L’innovation est à la mode. C’est devenu en quelques années le mot clé symbole de renouveau, de performance, de mobilisation, de création de nouveaux usages, de confiance retrouvée dans le futur. L’innovation est parée des vertus du plaisir de la créativité, de nouveaux espaces vivants et agréables à vivre. Il ne s’agit pas seulement d’innover par des produits et des services nouveaux réputés meilleurs et plus adaptés que les anciens (parfois à tords), il s’agit aussi de transformation des schémas de production de ces biens. L’innovation ne concerne en effet pas seulement le produit fini ou service délivré, mais toute la chaîne qui a contribué à la rendre possible. L’innovation est organisationnelle. Elle commence donc dès l’étape de conception.
On devrait même dire dès la-co-conception, tellement l’innovation est associée à un effort collaboratif de tous. Si effort collaboratif il y a, il est devenu possible, parce que l’innovation a touché les sphères décisionnelles. L’innovation est Donc aussi managériale, elle fait évoluer la façon de penser, d’organiser, de déléguer, de contrôler, de reconnaître le travail. Elle se détourne de la prescription pour intégrer la liberté de s’engager et de prendre des initiatives. Quand l’autonomie conférée est forte, il est aussi question d’entreprise libérée (les exemples d’administrations libérées sont encore rares). Mais attention, l’injonction descendante d’innovation est vécu comme un ordre supplémentaire qui s’adapte mal au besoin de liberté, voire de transgression. Les dirigeants sont rarement suivis lorsqu’ils ordonnent d’innover.

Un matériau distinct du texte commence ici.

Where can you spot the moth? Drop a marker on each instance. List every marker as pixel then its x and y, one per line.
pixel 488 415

La formation professionnelle n’échappe pas à ce vent d’innovation. Elle s’exprime par l’inclusion des technologies numériques. Il s’agit de tirer parti du potentiel des nouveaux outils en réseau, par exemple à l’occasion d’un processus de conception d’une nouvelle, formation en soumettant à des usagers de la dite formation par un courriel de masse un prototype d’itinéraire en cours de finalisation. Les futurs usagers ont leur mot à dire dans le design d’un dispositif qui les concerne et qu’ils sont invités à habiter. Elle prend racine dans de nouvelles approches d’écoute des collectivités qui demandent de moins en moins de stage et de plus en plus d’aide dans la résolution de problèmes concrets, par exemple faire que deux quartiers d’une ville qui s’ignore reprennent une communication normale . Le stage de communication ou de planification urbaine reste utile pour l’acquisition des fondamentaux, mais y est adjoint un processus
d’apprentissage centré sur le terrain. En formation, l’innovation bouscule également le rôle des formateurs, c’est ainsi qu’avec de nouvelles technologies ils sont invités à être plus facilitateur que seulement répétiteur de contenu. La création de tutoriels d’autoformation pour l’apprentissage du marquage au sol en matière de voirie oblige à repenser la place du formateur comme aide à l’appropriation du tutoriel. Le bénéfice en est un accroissement de l’émancipation de l’apprenant face aux savoirs. Ici il apprend à apprendre. A chaque fois que l’apprenant est mis en situation de construire son savoir plutôt que seulement de le recevoir, il s’engage, il se motive, il prend plaisir à agir. Tout l’enjeu des nouvelles salles de formation dites de « co-conception » qui se déploient peu à peu consiste justement à mettre l’apprenant au cœur du processus et pas à la marge, en auditeur passif. Les expériences menées dans les salles de co-conception redonnent le gout et le plaisir d’apprendre par soi-même pour soi-même et pour les autres.Les nouveaux espaces témoignent physiquement d’une transformation des rapports au savoir qui opère actuellement. Ils sont restaurateurs d’un rapport renouvelé au monde, car ils laissent une plus grande liberté pour apprendre.